What can eye care and ENT practices expect under this new administration?
One of Joe Biden’s first acts as President after being sworn in January 20 was to sign an executive order reopening the enrollment window for health insurance coverage under the Affordable Care Act (ACA). That means millions of Americans have through May 15, 2021 to buy health insurance. “Biden’s action is intended to address rising numbers of people who have lost their health insurance related to COVID-19,” reported United Press International (UPI).
What changes can medical practices, specifically eye care and ENT, expect to see in the Biden administration? Read on to find out.
More coverage options for patients young and old
The Biden administration will spend $50 million on outreach and education to strengthen the healthcare program also known as “Obamacare,” established in 2010 under then-Vice President Biden and President Barack Obama. Millions of Americans lost their health coverage under former President Trump before and after the pandemic, according to the Journal of the American Medical Association (JAMA).
The expanded ACA will offer more coverage options for patients of all ages. It requires coverage for pediatric vision care as one of the essential health benefits, meaning that children under the age of 19 have coverage for eye exams, vision screening, and glasses or contact lenses to correct vision problems.
The expanded ACA will offer more coverage options for patients of all ages, including requiring pediatric vision screening with no copay.

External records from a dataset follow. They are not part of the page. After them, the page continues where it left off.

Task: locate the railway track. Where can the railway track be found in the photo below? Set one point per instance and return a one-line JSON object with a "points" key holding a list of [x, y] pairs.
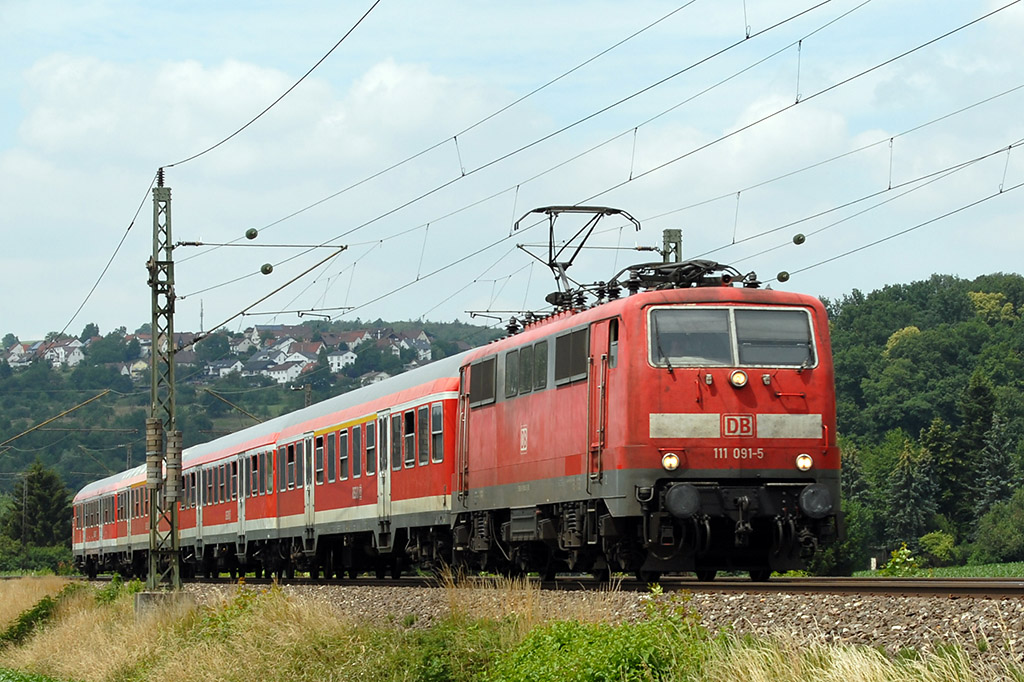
{"points": [[985, 588]]}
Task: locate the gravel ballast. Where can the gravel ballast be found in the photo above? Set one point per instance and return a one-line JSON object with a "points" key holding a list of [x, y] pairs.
{"points": [[980, 626]]}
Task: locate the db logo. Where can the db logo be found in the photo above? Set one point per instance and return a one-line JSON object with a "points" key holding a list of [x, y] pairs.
{"points": [[737, 426]]}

As noted by HealthInsurance.org, while vision screening for children falls under the category of preventive care, so it does not require a copay and can be performed by a pediatrician or family physician, patients may not realize that a vision screening is not the same thing as a comprehensive eye exam. You may want to explain when and why a comprehensive exam is necessary, and also make patients aware that depending on their plan, it may require a copay or count towards their deductible.
For more information on addressing the needs of young eye care patients, read our post, Myopia: A Growing Concern for Young Patients.
President Biden has also proposed lowering the age of eligibility for Medicare from 65 to 60. This proposal is intended to ensure that older adults who become unemployed don’t have to go without insurance; however, it may also encourage others to retire early without fear of losing their employer-provided insurance coverage. Here are the pros and cons to the changes to Medicare, according to Newswire.
Lowering prescription drug costs
President Biden’s administration also plans to address the skyrocketing costs of prescription drugs. According to NBC News, “Biden’s plan would repeal existing law that currently bans Medicare from negotiating lower prices with drug manufacturers. He would also limit price increases ‘for all brand, biotech and abusively priced generic drugs’ and launch prices for drugs that do not have competition, according to a Biden campaign official.” Consumers would also be able to buy lower-cost prescription drugs from other countries, which could help spur competition.
Callout: While larger solutions to rising drug costs are pending, share resources with your patients to help them comparison shop and potentially save on their prescriptions.
Some of your patients may not be aware that prescription drug costs can vary considerably from pharmacy to pharmacy, or that it may be possible to lower costs by ordering a 90-day supply of a medication instead of a 30-day supply. Encourage them to use a website or app like GoodRx to comparison shop. You can also share our video to make this point.
Help your patients advocate for themselves
For the first time, many people are finding themselves in the position of having to advocate for their own health care needs. Whether they’re trying to find out how to get the COVID-19 vaccine or fighting for PPE required to do their jobs safely, many Americans have had to be more proactive than ever before about their health.
For many, this includes purchasing and understanding their own health insurance coverage. In 2020, as many as 12 million Americans lost their employer-sponsored health insurance. That may have included any vision plan they previously had. As of March 2020, just over 50 percent of the U.S. adult population – approximately 130 million people – had some type of vision insurance or managed vision care coverage, according to the Review of Optometric Business.
Callout: 12 million Americans lost their employer-sponsored health insurance in 2020; only 50 percent had vision coverage. Help educate your patients about the best insurance for them.
As an eye doctor, you can educate your patients about vision insurance and what it covers. Explain that, typically, the options are either a vision benefits package, which provides free eye care services and eyewear within fixed dollar amounts in exchange for an annual premium and a small copay, or a discount vision plan, which provides eye care and eyewear at discounted rates after you pay an annual premium. According to AllAboutVision.com, vision plans typically cover:
- Annual eye examinations
- Eyeglass frames and lenses (including lens coatings and enhancements)
- Contact lenses
- Discounted rates for LASIK and PRK
As an example, patients with Vision Service Plan (VSP), the largest vision plan provider in the U.S., may pay $13/month for coverage, which allows them to get a comprehensive eye exam for a $10 copay instead of the $163 it would cost without insurance. Just as with prescriptions, let patients know it’s a good idea to comparison shop for vision insurance that offers the best value for the eye care benefits they want.
“Healthcare is a right, not a privilege,” President Biden said in a statement. “And I will do everything in my power to ensure that all Americans have access to the quality, affordable healthcare they deserve.” Doctors can, too.